Told in journal entries, this is the heart-pounding story of Miranda’s struggle to hold on to the most important resource of all–hope–in an increasingly desperate and unfamiliar world
Life As We Knew It by Susan Beth Pfeffer Review Overview:
- Seemingly ordinary things become precious in the post-apocalyptic world
- Likeable protagonist because Miranda isn’t perfect
- One of my favorite audiobooks and apocalyptic novels
Life As We Knew It by Susan Beth Pfeffer mimics my childhood imaginations of what the apocalypse would have been like. When a meteor hits the moon and knocks it closer to the earth, it creates a sequence of global catastrophes: deadly tsunamis, erupting volcanoes, and drastic climate change. It’s realistic; it’s not action-packed. The fate of the whole world doesn’t lie on the heroine’s hands. Most of the time the characters are in the dark of what is going on in their town, the country, and the rest of the world. Life As We Knew It is a realistic survival story about Miranda and her family.
I was surprised by how much I enjoyed the audiobook of Life As We Knew It because it isn’t a fast-paced novel. It’s not the kind of novel that keeps readers on the edge of their seats. It’s a chronicle of the changes in everyday life post-apocalypse. Through Miranda’s diary, seemingly ordinary things become precious in the post-apocalyptic world. Readers are reminded of what basic necessities we need in life and what we shouldn’t take for granted.
Miranda is a likeable protagonist because she isn’t perfect. The apocalypse suddenly didn’t make her a better person. At times, she can still be extremely greedy, jealous, and even a little childish. But she also grows a lot as a character in Life As We Knew It. Miranda is also a normal teenage girl, and the apocalypse didn’t take away all her innocence.
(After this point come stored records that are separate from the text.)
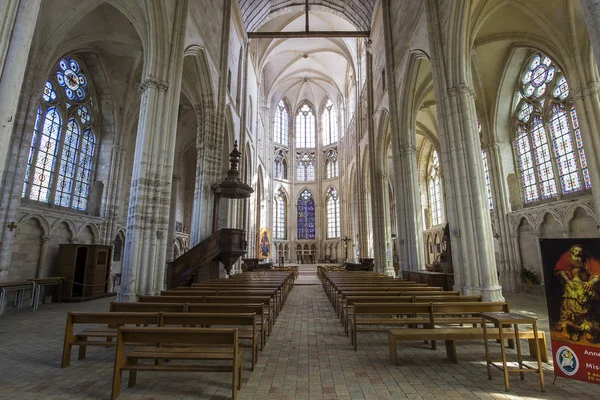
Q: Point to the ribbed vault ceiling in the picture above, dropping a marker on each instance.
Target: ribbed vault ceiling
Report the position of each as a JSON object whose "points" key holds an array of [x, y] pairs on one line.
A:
{"points": [[357, 12]]}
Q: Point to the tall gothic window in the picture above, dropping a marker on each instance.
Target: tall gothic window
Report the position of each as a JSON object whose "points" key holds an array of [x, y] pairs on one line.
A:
{"points": [[333, 214], [306, 215], [331, 164], [280, 164], [60, 163], [279, 215], [486, 172], [434, 190], [329, 119], [305, 169], [281, 124], [305, 127], [548, 141]]}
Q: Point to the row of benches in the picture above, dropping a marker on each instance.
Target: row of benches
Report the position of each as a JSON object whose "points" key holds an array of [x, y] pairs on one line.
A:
{"points": [[182, 327], [385, 305]]}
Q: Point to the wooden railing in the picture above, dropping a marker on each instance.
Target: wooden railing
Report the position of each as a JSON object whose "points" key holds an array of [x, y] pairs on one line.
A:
{"points": [[201, 262]]}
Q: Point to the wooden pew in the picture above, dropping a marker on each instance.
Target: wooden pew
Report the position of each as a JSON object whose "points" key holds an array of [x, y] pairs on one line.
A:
{"points": [[245, 323], [147, 307], [262, 318], [466, 313], [111, 319], [376, 316], [188, 344]]}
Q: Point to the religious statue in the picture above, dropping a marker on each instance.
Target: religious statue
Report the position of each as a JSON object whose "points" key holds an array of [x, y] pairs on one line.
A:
{"points": [[579, 273]]}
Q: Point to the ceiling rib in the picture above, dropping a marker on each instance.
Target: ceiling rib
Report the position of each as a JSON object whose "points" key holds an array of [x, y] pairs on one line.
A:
{"points": [[307, 32]]}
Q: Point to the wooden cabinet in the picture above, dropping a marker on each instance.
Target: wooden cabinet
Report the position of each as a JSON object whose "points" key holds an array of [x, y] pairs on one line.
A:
{"points": [[86, 269]]}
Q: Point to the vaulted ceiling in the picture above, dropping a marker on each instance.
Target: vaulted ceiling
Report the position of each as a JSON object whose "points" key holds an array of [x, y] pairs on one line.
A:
{"points": [[358, 12]]}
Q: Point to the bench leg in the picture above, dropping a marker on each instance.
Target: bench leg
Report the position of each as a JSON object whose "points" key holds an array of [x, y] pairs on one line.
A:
{"points": [[82, 351], [451, 351], [543, 350], [393, 349], [132, 374]]}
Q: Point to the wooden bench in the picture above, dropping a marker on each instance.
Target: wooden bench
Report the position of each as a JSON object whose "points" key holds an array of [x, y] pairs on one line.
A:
{"points": [[451, 334], [377, 316], [262, 319], [147, 307], [111, 319], [246, 324], [186, 344]]}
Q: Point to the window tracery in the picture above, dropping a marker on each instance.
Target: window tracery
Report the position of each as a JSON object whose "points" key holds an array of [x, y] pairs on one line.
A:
{"points": [[333, 214], [434, 190], [331, 164], [279, 215], [548, 144], [305, 127], [280, 165], [329, 123], [306, 215], [305, 167], [60, 162], [281, 124]]}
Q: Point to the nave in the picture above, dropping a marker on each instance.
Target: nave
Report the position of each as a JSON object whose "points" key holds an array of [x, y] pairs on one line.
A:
{"points": [[307, 356]]}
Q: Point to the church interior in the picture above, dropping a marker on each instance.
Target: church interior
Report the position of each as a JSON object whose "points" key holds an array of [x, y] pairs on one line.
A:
{"points": [[312, 149]]}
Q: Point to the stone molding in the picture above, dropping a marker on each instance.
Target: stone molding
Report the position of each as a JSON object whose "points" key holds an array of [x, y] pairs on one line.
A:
{"points": [[152, 82]]}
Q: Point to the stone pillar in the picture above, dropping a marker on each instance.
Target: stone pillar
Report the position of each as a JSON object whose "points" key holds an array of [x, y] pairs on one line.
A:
{"points": [[17, 24], [45, 239], [175, 186], [406, 188], [466, 199], [587, 104], [148, 217]]}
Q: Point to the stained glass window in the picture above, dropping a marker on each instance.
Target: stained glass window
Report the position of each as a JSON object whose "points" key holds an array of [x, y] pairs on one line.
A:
{"points": [[281, 124], [329, 121], [434, 190], [486, 172], [305, 168], [305, 127], [548, 141], [279, 215], [306, 215], [331, 165], [333, 214], [60, 163]]}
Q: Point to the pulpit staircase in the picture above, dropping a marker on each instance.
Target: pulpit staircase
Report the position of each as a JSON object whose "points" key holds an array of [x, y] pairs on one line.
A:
{"points": [[201, 262]]}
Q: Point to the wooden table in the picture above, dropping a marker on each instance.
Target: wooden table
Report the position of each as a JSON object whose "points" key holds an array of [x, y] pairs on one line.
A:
{"points": [[501, 319]]}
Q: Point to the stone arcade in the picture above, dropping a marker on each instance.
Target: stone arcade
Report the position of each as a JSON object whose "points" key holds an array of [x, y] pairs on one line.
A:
{"points": [[364, 126]]}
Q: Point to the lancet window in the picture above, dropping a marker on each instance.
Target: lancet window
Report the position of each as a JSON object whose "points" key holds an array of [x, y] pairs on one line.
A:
{"points": [[61, 156], [329, 124], [333, 214], [306, 215], [434, 190], [548, 144], [305, 127], [281, 124]]}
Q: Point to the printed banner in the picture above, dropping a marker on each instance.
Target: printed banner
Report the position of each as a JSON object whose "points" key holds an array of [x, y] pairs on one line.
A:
{"points": [[572, 275], [264, 244]]}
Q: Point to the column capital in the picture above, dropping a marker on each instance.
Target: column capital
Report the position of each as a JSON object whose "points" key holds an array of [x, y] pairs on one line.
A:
{"points": [[152, 82], [585, 91], [462, 89]]}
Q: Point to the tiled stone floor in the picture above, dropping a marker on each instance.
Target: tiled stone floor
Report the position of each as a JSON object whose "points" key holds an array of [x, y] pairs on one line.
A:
{"points": [[308, 356]]}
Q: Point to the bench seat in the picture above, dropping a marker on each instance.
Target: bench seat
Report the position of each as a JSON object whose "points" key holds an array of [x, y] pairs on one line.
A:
{"points": [[452, 334]]}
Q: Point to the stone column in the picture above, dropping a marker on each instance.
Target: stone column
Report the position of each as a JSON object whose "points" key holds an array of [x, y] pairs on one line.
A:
{"points": [[173, 216], [407, 192], [466, 199], [17, 24], [45, 239], [148, 217]]}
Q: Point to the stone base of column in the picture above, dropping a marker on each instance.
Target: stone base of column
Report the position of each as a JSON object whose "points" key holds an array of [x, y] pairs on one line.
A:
{"points": [[493, 293]]}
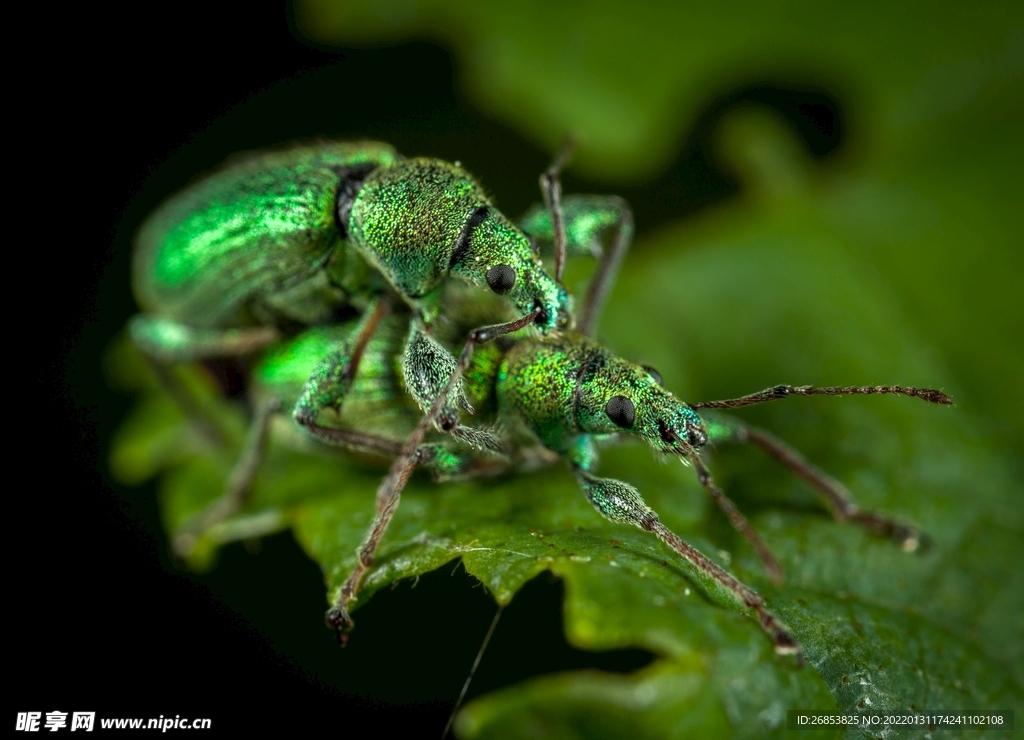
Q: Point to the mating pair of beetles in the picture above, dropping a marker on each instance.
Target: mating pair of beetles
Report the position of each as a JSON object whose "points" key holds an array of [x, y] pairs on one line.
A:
{"points": [[456, 310]]}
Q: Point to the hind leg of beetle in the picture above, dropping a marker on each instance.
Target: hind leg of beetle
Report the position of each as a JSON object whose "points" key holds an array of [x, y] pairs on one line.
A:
{"points": [[725, 429], [622, 503], [389, 491], [163, 343], [240, 482], [332, 378], [585, 220]]}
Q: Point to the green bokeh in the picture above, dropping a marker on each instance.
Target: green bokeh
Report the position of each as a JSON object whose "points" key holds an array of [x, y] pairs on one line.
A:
{"points": [[897, 261]]}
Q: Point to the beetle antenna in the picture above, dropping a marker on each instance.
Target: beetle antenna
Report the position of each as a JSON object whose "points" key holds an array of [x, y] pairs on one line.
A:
{"points": [[551, 186], [770, 394], [472, 670]]}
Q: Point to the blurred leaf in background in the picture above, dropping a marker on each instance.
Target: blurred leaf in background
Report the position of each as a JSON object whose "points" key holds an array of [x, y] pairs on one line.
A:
{"points": [[897, 261]]}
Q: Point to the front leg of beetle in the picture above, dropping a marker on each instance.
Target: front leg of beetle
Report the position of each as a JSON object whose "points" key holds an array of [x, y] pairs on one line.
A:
{"points": [[389, 491], [727, 430], [623, 504], [427, 368], [332, 378], [586, 220], [240, 482]]}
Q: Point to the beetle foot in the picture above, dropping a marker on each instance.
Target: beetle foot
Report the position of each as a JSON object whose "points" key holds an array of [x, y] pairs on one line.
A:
{"points": [[337, 618]]}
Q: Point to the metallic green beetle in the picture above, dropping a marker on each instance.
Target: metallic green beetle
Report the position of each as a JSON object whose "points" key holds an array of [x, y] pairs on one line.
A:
{"points": [[301, 234], [554, 397]]}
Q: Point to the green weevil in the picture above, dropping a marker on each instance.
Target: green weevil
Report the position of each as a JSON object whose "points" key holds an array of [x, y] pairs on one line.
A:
{"points": [[300, 234], [555, 396]]}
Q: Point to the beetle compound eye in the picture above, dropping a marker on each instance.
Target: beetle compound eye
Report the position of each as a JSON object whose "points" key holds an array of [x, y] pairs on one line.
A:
{"points": [[653, 374], [501, 278], [621, 410]]}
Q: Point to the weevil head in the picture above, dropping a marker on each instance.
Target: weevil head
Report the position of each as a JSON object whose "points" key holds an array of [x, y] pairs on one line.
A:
{"points": [[566, 384], [421, 220], [617, 396]]}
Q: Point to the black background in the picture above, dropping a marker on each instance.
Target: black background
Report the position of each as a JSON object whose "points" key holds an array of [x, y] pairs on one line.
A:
{"points": [[102, 621]]}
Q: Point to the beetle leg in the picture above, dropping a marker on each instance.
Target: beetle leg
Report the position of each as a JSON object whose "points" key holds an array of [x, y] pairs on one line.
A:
{"points": [[837, 496], [332, 378], [586, 219], [622, 503], [240, 482], [389, 491]]}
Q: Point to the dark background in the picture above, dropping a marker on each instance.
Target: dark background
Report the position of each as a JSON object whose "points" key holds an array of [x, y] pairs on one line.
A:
{"points": [[102, 620]]}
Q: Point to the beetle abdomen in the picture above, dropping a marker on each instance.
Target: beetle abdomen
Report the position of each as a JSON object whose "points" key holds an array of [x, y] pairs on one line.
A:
{"points": [[261, 225]]}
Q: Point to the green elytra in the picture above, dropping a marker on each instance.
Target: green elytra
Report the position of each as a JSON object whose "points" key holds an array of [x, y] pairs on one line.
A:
{"points": [[560, 389], [310, 232], [555, 396]]}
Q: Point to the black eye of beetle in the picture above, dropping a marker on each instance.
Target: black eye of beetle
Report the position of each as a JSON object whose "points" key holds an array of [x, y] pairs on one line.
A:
{"points": [[621, 410], [653, 374], [501, 278]]}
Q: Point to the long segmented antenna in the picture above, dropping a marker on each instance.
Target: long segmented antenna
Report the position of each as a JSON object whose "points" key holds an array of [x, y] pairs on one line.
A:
{"points": [[770, 394], [472, 670], [551, 186]]}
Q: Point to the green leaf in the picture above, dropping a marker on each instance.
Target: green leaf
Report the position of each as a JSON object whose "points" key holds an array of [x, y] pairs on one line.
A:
{"points": [[900, 264]]}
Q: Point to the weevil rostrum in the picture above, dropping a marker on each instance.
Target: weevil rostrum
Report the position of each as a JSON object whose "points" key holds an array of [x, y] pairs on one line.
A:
{"points": [[240, 262]]}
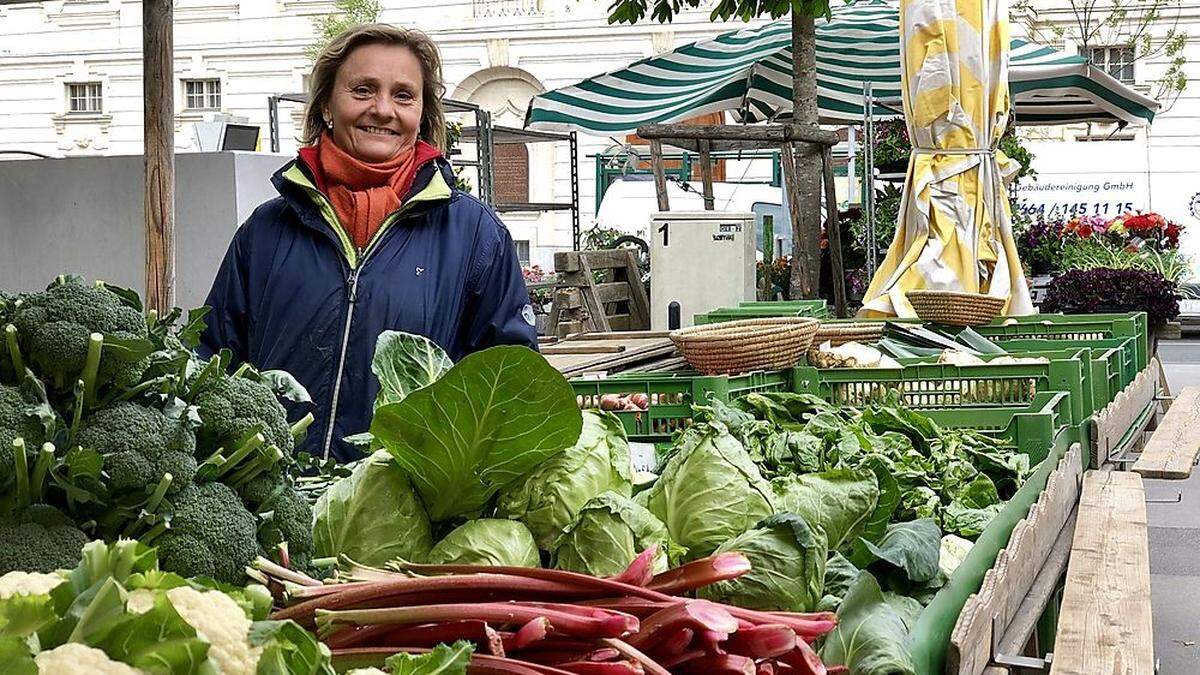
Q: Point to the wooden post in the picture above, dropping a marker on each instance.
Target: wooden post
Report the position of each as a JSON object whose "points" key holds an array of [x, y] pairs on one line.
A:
{"points": [[787, 162], [157, 81], [833, 228], [660, 177], [706, 173]]}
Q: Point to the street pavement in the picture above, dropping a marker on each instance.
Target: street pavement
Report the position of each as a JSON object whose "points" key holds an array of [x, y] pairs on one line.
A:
{"points": [[1175, 539]]}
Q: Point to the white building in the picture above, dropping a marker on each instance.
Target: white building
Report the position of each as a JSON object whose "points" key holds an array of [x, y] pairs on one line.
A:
{"points": [[71, 75], [1152, 167]]}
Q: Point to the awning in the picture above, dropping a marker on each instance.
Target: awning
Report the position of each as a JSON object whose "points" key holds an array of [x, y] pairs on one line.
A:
{"points": [[749, 72]]}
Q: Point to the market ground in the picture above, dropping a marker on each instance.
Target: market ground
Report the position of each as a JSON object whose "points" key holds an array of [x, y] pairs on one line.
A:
{"points": [[1175, 539]]}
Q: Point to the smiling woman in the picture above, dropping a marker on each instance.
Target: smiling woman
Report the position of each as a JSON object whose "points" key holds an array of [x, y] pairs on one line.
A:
{"points": [[367, 234]]}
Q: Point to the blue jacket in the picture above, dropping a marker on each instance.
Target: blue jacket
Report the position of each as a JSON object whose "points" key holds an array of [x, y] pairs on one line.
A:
{"points": [[293, 293]]}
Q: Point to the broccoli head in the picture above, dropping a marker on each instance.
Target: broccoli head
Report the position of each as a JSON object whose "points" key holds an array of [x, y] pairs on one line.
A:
{"points": [[210, 535], [40, 538], [139, 446], [16, 422], [291, 518], [233, 408], [55, 324]]}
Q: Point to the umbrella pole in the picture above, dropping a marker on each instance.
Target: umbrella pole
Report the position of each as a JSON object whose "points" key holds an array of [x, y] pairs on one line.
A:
{"points": [[660, 178], [833, 230]]}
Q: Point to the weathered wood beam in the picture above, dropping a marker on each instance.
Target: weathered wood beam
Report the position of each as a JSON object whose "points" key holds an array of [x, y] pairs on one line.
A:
{"points": [[157, 82], [774, 133]]}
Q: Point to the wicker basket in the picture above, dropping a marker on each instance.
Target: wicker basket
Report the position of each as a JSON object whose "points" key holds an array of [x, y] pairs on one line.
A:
{"points": [[954, 308], [741, 346], [838, 334]]}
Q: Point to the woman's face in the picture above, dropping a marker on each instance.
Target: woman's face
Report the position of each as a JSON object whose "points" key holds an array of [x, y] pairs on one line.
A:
{"points": [[376, 105]]}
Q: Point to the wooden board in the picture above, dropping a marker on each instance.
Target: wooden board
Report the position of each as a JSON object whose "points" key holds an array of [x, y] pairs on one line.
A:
{"points": [[1000, 599], [1104, 623], [1111, 424], [1174, 446]]}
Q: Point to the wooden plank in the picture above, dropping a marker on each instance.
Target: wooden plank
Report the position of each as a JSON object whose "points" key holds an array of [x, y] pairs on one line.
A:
{"points": [[660, 177], [1026, 616], [612, 292], [159, 121], [768, 133], [1104, 623], [639, 304], [1173, 448], [573, 262], [582, 350], [706, 173]]}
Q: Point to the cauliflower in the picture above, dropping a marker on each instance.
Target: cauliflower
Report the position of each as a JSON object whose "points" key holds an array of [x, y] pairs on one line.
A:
{"points": [[27, 584], [72, 658], [217, 619]]}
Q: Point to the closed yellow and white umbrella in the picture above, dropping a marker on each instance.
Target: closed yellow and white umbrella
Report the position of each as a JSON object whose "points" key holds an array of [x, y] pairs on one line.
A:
{"points": [[955, 227]]}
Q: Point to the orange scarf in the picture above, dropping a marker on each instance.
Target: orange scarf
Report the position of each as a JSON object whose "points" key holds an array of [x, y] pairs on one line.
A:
{"points": [[364, 193]]}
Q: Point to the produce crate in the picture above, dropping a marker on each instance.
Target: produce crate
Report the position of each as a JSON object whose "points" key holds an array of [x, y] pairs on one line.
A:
{"points": [[1123, 360], [671, 396], [765, 310], [1078, 328], [1039, 430], [939, 386], [1102, 376]]}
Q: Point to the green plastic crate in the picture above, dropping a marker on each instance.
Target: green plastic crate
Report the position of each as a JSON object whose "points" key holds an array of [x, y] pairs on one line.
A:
{"points": [[1078, 328], [1102, 376], [1120, 352], [816, 309], [1038, 430], [939, 386], [671, 396]]}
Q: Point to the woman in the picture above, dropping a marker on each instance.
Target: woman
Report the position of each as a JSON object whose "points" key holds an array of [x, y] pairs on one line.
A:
{"points": [[367, 234]]}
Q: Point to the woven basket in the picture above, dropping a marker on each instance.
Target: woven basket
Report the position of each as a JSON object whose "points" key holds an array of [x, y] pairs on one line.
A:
{"points": [[838, 334], [954, 308], [741, 346]]}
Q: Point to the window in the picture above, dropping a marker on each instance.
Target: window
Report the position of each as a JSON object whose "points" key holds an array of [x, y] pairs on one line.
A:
{"points": [[522, 246], [202, 94], [1116, 61], [84, 97], [510, 168]]}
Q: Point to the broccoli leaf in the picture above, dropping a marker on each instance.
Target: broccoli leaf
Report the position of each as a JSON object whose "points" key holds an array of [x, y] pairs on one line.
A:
{"points": [[443, 659], [16, 658], [913, 547], [157, 641], [405, 363], [489, 420], [870, 638], [288, 650]]}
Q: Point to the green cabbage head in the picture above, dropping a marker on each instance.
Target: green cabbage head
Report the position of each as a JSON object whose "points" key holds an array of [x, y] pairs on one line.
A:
{"points": [[487, 541], [787, 563], [709, 490], [609, 533], [372, 515], [550, 496]]}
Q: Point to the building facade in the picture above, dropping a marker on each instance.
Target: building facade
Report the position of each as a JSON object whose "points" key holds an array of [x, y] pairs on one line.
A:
{"points": [[71, 77]]}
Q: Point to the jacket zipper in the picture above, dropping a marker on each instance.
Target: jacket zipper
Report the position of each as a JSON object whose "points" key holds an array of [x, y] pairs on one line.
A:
{"points": [[353, 280]]}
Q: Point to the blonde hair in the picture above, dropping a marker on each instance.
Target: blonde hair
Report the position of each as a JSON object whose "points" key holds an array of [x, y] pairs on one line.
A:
{"points": [[324, 72]]}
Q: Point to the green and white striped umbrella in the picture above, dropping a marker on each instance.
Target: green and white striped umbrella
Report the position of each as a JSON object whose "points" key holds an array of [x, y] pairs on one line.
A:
{"points": [[749, 72]]}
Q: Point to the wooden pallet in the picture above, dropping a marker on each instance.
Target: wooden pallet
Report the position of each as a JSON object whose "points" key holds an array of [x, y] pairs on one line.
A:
{"points": [[1173, 448], [581, 305], [1104, 623], [1002, 614]]}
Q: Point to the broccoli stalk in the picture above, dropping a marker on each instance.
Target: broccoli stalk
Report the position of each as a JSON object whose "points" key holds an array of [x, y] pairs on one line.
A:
{"points": [[263, 461], [21, 467], [18, 362]]}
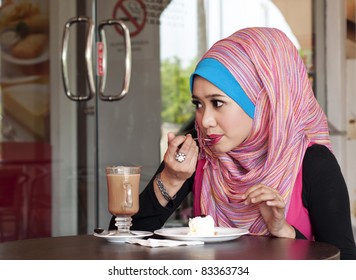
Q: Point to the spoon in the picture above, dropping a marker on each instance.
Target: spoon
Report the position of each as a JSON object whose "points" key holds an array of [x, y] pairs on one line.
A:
{"points": [[101, 231]]}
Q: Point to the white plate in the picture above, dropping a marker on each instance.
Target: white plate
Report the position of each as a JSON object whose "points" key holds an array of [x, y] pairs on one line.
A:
{"points": [[221, 234], [112, 237]]}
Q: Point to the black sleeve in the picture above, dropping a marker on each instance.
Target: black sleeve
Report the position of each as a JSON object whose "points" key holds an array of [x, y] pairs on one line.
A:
{"points": [[152, 215], [325, 195]]}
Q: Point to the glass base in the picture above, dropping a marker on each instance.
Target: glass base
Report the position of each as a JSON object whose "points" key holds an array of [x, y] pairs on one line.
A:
{"points": [[123, 224]]}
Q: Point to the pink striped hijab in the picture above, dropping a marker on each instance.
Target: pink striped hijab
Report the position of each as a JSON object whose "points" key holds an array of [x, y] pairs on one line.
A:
{"points": [[287, 118]]}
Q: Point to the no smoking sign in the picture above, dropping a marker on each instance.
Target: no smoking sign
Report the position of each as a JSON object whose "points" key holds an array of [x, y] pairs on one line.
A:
{"points": [[133, 13]]}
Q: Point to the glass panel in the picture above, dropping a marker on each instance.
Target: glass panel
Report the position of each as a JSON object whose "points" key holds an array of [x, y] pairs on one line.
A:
{"points": [[25, 150]]}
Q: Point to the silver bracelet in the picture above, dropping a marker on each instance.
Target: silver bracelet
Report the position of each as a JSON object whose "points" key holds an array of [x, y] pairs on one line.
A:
{"points": [[163, 190]]}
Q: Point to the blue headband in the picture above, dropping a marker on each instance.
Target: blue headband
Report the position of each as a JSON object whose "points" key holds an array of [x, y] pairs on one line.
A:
{"points": [[216, 73]]}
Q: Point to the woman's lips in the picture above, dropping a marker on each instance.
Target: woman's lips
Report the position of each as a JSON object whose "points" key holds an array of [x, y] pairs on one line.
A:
{"points": [[214, 138]]}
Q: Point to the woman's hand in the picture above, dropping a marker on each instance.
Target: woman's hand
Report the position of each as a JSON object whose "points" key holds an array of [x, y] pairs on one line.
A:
{"points": [[272, 209], [175, 173]]}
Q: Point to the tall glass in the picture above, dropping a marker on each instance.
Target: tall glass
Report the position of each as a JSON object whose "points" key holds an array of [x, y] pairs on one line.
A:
{"points": [[123, 192]]}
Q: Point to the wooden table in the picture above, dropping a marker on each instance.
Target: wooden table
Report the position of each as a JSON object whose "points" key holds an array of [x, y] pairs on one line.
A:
{"points": [[88, 247]]}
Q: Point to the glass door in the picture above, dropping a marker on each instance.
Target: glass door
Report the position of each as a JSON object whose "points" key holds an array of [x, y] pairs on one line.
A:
{"points": [[64, 116]]}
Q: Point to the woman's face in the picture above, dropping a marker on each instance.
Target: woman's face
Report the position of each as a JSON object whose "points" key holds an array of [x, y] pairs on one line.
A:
{"points": [[219, 117]]}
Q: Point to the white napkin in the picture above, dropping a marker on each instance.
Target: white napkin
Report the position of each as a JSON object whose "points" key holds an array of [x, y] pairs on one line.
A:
{"points": [[151, 242]]}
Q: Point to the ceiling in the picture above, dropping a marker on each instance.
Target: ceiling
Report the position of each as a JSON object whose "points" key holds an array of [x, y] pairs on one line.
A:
{"points": [[301, 22]]}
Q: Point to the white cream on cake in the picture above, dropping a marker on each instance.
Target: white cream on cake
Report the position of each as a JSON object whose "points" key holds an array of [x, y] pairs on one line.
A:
{"points": [[201, 226]]}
Even if the book can sometimes get bleak, it was nice to hear about extremely teenager things like crushes and fangirling.
While the ending of Life As We Knew It doesn’t resolve everything, the ending was satisfying. I’m still not sure if I want to continue on with the series even if I enjoyed the first book so much. I like how the ending left off. It left enough to my imagination to wonder what life would be like for Miranda after I turned the last page.
Life As We Knew It by Susan Beth Pfeffer is definitely one of my favorite audiobooks and also one of my favorite apocalyptic novels.